Warsaw is not “real” Nordica route: it is operated on Nordica metal but I believe commercial risk belongs to LOT Polish Airlines. Nordica routes are operated on 4-digits flight numbers starting 81xx or 83xx, but TLL-WAW is numbered with LOT standard 3 digit flight number. LOT will upgrade service from Tallinn to Warsaw with 4th daily flight soon with early morning departure offered with plenty of connections via Warsaw Airport.
Nordica still plans several summer seasonal routes for 2019: Constanța, Nice, Odessa, Ohrid, Split, Trondheim. I’m not sure if all these routes really will operate in summer. Anyway, this is low frequency short seasonal routes not putting big impact for companies financials.

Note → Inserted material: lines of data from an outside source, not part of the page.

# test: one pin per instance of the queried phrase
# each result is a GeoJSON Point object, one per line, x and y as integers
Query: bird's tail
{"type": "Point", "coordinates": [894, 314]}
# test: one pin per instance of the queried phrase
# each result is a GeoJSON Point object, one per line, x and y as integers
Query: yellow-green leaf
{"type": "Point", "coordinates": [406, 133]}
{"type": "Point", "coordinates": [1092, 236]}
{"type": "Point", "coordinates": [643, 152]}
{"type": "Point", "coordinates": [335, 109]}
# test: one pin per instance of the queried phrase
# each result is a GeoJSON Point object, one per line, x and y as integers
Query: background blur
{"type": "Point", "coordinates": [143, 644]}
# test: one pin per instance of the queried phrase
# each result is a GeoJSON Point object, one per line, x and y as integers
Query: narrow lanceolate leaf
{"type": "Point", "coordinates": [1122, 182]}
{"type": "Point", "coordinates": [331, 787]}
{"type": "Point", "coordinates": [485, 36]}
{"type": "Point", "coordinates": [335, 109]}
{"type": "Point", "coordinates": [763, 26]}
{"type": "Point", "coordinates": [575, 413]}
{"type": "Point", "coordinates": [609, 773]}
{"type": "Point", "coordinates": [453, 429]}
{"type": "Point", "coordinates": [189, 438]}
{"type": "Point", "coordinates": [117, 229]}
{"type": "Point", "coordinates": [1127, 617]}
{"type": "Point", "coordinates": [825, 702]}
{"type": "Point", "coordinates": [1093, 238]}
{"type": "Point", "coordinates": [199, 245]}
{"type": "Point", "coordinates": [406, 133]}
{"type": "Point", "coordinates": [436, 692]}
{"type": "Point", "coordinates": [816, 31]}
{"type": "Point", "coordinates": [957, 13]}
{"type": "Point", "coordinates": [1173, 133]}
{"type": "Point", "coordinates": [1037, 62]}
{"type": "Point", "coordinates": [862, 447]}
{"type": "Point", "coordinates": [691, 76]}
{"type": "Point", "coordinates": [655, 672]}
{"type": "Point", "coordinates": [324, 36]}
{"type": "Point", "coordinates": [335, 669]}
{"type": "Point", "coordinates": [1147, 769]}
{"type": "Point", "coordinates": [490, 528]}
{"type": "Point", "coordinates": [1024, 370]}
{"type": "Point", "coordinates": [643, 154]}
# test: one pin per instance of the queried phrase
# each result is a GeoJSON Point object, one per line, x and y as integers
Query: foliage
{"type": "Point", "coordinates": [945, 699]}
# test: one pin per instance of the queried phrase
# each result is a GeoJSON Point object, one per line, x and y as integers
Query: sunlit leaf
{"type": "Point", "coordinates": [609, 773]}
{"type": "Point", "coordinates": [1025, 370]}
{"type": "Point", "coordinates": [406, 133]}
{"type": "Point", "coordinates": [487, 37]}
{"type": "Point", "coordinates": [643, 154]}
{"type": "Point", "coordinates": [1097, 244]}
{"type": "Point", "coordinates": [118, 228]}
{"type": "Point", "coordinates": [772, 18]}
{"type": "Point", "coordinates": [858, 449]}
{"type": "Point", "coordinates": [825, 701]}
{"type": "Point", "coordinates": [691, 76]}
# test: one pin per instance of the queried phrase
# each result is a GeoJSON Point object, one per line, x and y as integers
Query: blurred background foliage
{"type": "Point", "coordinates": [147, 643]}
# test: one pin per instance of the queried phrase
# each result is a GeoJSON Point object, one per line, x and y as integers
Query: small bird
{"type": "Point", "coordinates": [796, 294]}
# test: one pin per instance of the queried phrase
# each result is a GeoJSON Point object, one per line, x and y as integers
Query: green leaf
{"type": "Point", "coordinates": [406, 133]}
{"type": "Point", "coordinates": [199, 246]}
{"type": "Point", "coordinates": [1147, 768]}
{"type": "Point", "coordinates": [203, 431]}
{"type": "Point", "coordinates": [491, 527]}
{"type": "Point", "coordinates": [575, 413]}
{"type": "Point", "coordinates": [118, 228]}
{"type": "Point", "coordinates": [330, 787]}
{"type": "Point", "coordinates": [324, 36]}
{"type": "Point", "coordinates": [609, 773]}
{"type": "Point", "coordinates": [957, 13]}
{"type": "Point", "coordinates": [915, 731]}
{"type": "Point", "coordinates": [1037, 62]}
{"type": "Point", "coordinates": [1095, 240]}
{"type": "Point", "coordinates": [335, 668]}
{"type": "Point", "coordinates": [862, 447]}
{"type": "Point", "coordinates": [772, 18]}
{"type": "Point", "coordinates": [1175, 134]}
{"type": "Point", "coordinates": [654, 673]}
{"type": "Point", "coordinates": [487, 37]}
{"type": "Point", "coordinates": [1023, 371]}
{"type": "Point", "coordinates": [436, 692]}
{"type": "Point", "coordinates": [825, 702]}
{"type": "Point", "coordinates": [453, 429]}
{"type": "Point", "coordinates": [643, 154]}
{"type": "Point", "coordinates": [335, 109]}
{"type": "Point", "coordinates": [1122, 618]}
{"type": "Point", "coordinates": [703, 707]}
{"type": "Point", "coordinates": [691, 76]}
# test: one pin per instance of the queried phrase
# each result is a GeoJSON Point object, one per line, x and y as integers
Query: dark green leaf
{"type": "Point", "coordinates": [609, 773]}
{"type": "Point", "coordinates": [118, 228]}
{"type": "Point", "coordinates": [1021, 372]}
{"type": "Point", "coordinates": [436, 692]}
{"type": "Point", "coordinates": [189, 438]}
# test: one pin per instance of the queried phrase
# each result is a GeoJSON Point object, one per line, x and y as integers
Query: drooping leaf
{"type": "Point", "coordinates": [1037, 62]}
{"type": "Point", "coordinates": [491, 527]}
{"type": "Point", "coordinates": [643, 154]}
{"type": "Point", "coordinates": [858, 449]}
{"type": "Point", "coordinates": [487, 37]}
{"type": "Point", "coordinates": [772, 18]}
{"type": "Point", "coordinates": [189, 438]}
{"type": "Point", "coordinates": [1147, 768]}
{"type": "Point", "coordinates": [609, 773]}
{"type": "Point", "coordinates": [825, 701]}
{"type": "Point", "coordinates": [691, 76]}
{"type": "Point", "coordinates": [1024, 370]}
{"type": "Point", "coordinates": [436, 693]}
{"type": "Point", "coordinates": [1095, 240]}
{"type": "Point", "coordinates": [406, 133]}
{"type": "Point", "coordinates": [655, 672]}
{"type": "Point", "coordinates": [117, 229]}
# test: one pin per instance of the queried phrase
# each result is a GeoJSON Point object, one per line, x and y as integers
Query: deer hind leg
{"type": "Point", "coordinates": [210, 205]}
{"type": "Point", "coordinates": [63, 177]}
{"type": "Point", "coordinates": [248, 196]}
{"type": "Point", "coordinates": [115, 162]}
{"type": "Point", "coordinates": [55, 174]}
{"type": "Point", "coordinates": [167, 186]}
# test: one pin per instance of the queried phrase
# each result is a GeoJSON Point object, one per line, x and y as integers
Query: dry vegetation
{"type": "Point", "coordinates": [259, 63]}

In September 2018 Nordica together with LOT had 30% of seats departing from Tallinn Airport, but after downsize of Nordica and growth of airBaltic Latvian carrier should become capacity leader in Tallinn Airport.
Nordica is working with subsidised routes. Company was awarded with contract in Sweden to operated scheduled flights from Arvidsjaur and Gallivare to Stockholm in September. There is also ongoing tender in Estonia to connect Tallinn with island airports where Nordica is competing with Airest, NyxAir and TransAviaBaltika.
Together with scheduled operations from Tallinn and domestic flights in Sweden, Nordica continues to operate ACMI flights for LOT Polish Airlines and SAS.
Maybe Nordica sees their future in ACMI and foreign subsidised activities – but why Estonian government should be involved in such airline as majority owner?